Les vampires existent.

Dans la terminologie con-sacrée on appelle ça un pervers narcissique ou PN . C’est le type même de personnalité qui va vous les briser menu avec un acharnement et un plaisir admirable. Reconnu depuis quelques années, toute une littérature plus ou moins spécialisée s’est développée pour apprendre au quidam à le reconnaître et à s’en protéger. Ainsi l’on peut trouver de nombreux ouvrages traitant du harcèlement moral, de la manipulation ou encore de la prédation mentale. Mais jamais le PN n’a été aussi bien cerné, décrit et illustré qu’à l’aide d’un dessin de Sempé. Avec une surprenante économie de moyens, le satiriste nous fait comprendre l’essentiel de ce que peut être une relation avec un pervers qui s’admire. Voici donc cette image limpide et pleine de justesse.

Un pervers narcissique c’est cela : quelqu’un qui ne va bien que lorsque les autres autour de lui flétrissent. Un pénible qui attendra que tu aies fini ton château de cartes pour claquer la porte par inadvertance, qui va te travailler à l’ancienne, patiemment, c’est à dire à l’usure, insidieusement. Voyez avec quelle subtilité il se fera passer ensuite, quoi qu’il advienne pour la victime expiatoire et innocente de l’affaire. Parce qu’un PN c’est un artiste de la jérémiade, de la larme de crocodile, c’est un acteur né pour le pathos. Spécialiste de l’agir et du faire agir, il manie avec génie l’insinuation assassine et distille le fiel comme un véritable alchimiste. En un mot il va vous en faire baver des ronds de chapeaux jusqu’à ce que vous n’en puissiez plus.

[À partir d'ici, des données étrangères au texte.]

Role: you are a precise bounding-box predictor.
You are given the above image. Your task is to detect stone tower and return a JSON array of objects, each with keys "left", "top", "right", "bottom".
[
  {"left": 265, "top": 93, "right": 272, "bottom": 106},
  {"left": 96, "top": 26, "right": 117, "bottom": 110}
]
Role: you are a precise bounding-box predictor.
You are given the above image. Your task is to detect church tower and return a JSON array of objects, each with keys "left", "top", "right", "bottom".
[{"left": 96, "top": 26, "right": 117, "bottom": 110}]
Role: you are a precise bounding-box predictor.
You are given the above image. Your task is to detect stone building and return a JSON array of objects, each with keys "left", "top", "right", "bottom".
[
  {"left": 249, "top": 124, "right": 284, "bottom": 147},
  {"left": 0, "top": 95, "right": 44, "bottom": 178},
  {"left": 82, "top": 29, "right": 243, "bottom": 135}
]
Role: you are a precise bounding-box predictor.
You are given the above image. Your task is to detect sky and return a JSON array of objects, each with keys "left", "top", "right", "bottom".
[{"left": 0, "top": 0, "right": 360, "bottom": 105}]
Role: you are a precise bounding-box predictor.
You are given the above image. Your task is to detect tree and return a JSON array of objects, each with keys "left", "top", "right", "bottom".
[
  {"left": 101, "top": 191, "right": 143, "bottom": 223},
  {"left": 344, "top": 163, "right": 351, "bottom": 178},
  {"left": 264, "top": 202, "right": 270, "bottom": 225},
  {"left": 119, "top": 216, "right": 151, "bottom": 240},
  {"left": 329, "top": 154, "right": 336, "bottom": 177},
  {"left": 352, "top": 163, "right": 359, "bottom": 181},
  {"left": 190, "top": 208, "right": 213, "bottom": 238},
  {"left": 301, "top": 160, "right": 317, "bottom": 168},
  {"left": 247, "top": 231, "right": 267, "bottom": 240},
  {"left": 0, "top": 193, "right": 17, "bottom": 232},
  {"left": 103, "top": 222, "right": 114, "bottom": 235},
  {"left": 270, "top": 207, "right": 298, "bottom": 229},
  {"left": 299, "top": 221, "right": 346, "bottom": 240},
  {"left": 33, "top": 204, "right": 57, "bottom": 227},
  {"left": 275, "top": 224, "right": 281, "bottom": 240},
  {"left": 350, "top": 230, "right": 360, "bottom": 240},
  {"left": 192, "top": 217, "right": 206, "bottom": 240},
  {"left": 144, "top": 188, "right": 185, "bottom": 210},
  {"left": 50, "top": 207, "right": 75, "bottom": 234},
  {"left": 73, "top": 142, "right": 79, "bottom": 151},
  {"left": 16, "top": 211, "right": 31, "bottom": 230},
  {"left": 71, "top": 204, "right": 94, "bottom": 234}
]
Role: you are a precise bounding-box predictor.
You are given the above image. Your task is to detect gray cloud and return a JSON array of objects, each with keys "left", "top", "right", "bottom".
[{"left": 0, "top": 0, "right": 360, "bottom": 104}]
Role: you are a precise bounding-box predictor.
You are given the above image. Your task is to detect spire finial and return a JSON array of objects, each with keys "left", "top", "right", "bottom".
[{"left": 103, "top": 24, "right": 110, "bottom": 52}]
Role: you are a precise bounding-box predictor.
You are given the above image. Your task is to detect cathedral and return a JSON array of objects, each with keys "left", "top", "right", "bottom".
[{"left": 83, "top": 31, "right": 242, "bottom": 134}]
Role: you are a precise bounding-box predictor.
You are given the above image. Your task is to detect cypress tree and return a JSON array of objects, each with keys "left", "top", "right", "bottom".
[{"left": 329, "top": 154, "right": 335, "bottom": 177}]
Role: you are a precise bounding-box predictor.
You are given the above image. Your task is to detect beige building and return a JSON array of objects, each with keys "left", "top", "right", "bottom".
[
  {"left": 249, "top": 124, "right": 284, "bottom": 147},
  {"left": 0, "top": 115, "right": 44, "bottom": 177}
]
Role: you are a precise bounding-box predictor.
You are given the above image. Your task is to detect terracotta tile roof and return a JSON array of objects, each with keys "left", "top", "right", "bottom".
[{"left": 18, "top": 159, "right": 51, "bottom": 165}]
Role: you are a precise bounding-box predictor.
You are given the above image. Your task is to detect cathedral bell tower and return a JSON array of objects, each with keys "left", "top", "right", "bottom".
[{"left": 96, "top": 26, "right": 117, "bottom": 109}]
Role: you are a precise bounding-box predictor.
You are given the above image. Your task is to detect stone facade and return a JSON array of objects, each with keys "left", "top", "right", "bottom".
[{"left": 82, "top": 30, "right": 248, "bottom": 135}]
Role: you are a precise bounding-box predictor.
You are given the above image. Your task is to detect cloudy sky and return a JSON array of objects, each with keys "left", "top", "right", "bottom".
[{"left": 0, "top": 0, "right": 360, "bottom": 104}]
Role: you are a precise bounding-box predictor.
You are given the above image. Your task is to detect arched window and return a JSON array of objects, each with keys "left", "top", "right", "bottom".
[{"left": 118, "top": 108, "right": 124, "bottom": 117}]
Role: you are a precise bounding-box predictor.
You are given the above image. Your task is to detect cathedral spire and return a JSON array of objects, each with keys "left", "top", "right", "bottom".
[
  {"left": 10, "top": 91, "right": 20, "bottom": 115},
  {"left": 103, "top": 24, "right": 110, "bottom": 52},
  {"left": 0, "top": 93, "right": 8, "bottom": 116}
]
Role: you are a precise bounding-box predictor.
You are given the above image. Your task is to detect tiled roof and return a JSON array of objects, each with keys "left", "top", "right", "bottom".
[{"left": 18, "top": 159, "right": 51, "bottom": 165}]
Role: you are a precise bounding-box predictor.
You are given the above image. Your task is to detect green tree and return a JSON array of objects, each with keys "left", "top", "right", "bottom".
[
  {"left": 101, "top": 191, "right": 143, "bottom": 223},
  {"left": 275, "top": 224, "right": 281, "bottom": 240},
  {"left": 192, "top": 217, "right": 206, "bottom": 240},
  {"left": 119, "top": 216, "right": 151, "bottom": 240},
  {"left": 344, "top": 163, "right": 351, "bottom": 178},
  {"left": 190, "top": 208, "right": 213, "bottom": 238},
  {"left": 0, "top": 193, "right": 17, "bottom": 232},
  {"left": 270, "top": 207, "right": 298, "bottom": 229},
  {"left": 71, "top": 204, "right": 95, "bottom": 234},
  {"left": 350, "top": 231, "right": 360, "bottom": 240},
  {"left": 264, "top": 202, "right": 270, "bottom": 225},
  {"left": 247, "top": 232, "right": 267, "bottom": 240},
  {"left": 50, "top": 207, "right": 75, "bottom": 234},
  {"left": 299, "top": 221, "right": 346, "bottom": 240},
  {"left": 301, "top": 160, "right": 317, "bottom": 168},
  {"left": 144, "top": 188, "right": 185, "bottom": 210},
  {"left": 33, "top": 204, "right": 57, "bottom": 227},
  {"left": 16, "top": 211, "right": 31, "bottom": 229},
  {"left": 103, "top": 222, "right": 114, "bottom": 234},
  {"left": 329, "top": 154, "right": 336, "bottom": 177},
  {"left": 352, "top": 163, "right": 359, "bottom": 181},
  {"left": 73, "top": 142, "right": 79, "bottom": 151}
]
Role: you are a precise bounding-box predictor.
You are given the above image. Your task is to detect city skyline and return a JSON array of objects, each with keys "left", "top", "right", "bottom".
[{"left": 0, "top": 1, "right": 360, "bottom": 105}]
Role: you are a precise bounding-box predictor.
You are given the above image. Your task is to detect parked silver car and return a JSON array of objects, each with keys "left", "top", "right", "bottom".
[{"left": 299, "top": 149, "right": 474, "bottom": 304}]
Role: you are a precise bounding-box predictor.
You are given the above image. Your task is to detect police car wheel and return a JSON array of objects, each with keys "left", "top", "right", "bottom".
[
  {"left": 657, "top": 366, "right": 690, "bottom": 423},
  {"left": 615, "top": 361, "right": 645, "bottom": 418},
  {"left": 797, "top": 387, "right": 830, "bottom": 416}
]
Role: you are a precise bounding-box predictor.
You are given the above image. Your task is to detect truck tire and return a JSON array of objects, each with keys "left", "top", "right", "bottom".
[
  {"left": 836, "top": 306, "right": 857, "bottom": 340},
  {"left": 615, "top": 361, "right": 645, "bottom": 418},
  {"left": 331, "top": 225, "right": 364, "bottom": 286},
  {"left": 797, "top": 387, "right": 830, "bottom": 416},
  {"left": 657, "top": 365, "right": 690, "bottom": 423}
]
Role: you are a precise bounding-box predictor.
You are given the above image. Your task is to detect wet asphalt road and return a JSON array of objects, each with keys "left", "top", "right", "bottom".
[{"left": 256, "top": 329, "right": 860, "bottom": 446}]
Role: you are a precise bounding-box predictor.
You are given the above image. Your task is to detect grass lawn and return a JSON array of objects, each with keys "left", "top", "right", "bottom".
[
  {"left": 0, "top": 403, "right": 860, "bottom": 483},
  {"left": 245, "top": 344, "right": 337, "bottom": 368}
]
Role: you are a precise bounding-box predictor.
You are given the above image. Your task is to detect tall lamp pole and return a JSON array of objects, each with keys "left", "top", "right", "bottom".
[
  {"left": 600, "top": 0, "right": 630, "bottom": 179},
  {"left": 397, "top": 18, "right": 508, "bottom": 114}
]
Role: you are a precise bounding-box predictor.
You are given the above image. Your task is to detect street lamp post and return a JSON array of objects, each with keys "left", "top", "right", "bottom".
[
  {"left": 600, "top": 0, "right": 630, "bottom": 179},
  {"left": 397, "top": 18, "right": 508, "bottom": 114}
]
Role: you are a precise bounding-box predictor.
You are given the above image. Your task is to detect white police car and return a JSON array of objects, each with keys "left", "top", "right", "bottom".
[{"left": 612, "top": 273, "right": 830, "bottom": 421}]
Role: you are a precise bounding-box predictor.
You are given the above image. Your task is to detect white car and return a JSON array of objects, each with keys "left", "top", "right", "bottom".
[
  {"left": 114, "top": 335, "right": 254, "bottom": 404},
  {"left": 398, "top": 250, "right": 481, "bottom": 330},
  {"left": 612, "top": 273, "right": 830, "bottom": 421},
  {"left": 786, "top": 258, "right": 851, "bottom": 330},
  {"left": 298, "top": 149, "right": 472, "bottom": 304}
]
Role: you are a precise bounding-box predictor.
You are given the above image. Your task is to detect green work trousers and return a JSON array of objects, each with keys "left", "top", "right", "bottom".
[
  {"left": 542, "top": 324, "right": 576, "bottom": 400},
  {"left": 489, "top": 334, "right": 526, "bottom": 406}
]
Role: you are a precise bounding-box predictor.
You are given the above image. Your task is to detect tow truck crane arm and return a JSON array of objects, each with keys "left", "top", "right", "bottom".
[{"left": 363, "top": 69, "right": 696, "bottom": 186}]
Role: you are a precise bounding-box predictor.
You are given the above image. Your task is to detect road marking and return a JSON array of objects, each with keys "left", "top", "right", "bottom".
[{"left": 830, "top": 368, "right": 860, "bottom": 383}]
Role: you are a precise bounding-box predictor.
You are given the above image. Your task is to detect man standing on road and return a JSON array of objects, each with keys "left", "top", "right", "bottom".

Loin de mon propos le délire paranoïaque qui m’en ferait voir à tous les coins de rue, je dois préciser que comme tous les vrais artistes, le pervers narcissique, quoique répandu, ne se rencontre pas à tous les coins de rue (fort heureusement). Un brin de connardise cruelle se rencontre périodiquement chez tout un chacun ( oui même chez vous ). Ce qui fait sortir le PN du lot c’est qu’il est un systématique, un opiniâtre, un maniaque de la vanne en demi-teinte. Il est également suffisamment malin pour la plupart du temps, ne pas se laisser démasquer, ne pas laisser de traces trop visibles donc pénalisables. Il s’arrange pour avoir l’air de ne pas y toucher et ses connaissances le trouvent en général bien comme il faut. Il est souvent bon citoyen et travailleur efficace (bien que peu aimé par ses subordonnés). Il est un vampire car il travaille dans l’ombre, dans l’intimité des portes sont closes là où nul regard extérieur ne risque de troubler ses plans. Il se peut même que si vous en fréquentiez un, vous doutiez de sa malfaisance, lui trouviez mille et une excuses et finissiez par considérer que c’est vous-même qui avez un problème. Pas simple à reconnaître comme salopard. A l’instar des termites qui attaquent le bois, le PN se repaît et grignote lentement votre force de vie, il vous étouffe petit à petit en vous plongeant dans un climat incolore, trouble, paradoxal et surtout impensable.

A ce point de l’exposé vous vous demandez certainement comment faire pour se débarrasser d’une telle créature, comment lutter contre ses agissements ? Faites comme pour un vampire, placez-vous dans la lumière du soleil, rendez-vous un lieu sacré, inviolable, ne croyez ni ce qu’il vous donne à voir, ni ce qui sort de sa bouche. Eloignez-vous, car pour vous vider de votre substance vitale, un nécrophage doit être en contact avec vous. Ne vous sous-estimez pas car aussi puissant qu’il soit, un vampire n’en reste pas moins mort et son champ d’action se borne au domaine de l’inerte. Le territoire de la vie et de la jouissance lui est étranger, éternellement interdit. Alors bougez, respirez, riez et surtout vivez. En face d’Eros tous les fantômes se dissolvent.

One Response to “Les vampires existent.”

  1. Ouep, j’ai testé. Ahurissant comme l’égo en prend un coup lorsqu’on se rend compte de ce qu’on a rencontré, et de ce qu’on a remis en question, et comment la terre s’est ouverte sous nos pieds avant de réagir. Mais ça met sacrément du temps, et franchement, je ne sais pas si tu connais des gens qui ont réussi à renifler l’affaire avant de s’être fait avoir jusqu’au trognon, mais moi, grande naïve, je ne savais pas que ça existait des choses pareilles! Bon, l’avantage, c’est qu’après s’être remis debout, on les flaire à 10 bornes ce genre de zozos, et je crois bien qu’on ne m^y reprendra plus d’être si gentille.
    Le seul et unique remède? Prendre ses jambes à son coup. Yep.